Originally Posted by
canklecat
Nice theory. Rarely works without regular practice.
In the real world only trained athletes who practice regularly actually have a shot at falling in a way that minimizes injury. They train and repeat exercises until it's instinctive. That's mostly football players and martial artists because their sports involve lots of falling. Maybe gymnasts. It doesn't include boxers, my background in martial arts. Because boxers don't train to fall. What little training I had in judo and karate was so long ago and never reinforced with practice that I doubt there's an residual instinct to fall as trained. We were trained to use an outstretched arm along with rolling to break a fall. That's what I happen to do instinctively, but I doubt it's due to training. Just a natural reflex.
That instinct from training doesn't include the vast majority of cyclists. Look at all the many hundreds of videos with road cyclists falling. Most of them fall without any apparent plan because it happens too quickly. There's no time to think your way into a correct fall. There's no practical way to train to fall on the road that isn't also incredibly risky.
Mountain bikers have a better shot at falling correctly, especially downhill stunt cyclists. Ditto BMXers and freestyle cyclists. They suffer a lot of injuries over a career, including concussions that can lead to psychological problems.
As I've said before, when we fall and aren't injured we congratulate ourselves on our superhuman reflexes and finely honed instincts. When we're injured we chalk it up to bad luck. Then when we retell stories of our misadventures we selectively choose those that confirm our biases.
Originally Posted by
jefnvk
My point is not that is not instinctual to catch yourself, it is that I doubt there is any sports trainer who would argue that catching yourself with an outstretched hand is a better idea than relaxing and letting your side absorb the impact. And we're talking about an event that you can literally go "oh crap I'm falling I'm falling", not something that happenes so fast you stand up twenty feet from the accident site going "WTF???". I'm not going to argue that there aren't situations one can't do the proper thing in, but in this threads case I'd never advocate trying to catch yourself.

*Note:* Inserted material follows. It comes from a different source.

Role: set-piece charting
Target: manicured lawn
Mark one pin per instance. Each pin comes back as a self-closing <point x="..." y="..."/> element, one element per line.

I have time to think "Oh crap I'm falling" when I'm standing still. However there is zero perceived time from the moment of "Oh crap I'm falling" and "How many bruises do I have and is the bike okay?" Just like there is zero perceived time between watching my cat look at a bug flying around his head and then my arm pulled fully away from me and leash dug into my wrist and him 6 feet away recovering from hitting the end of the leash. Or taking a bad step while walking and next thing I know I'm holding onto something supporting my weight and my ankle hurts. If all that relatively slow stuff skips conscious thought, a fall off a bike at speed is definitely not going to allow for planned action.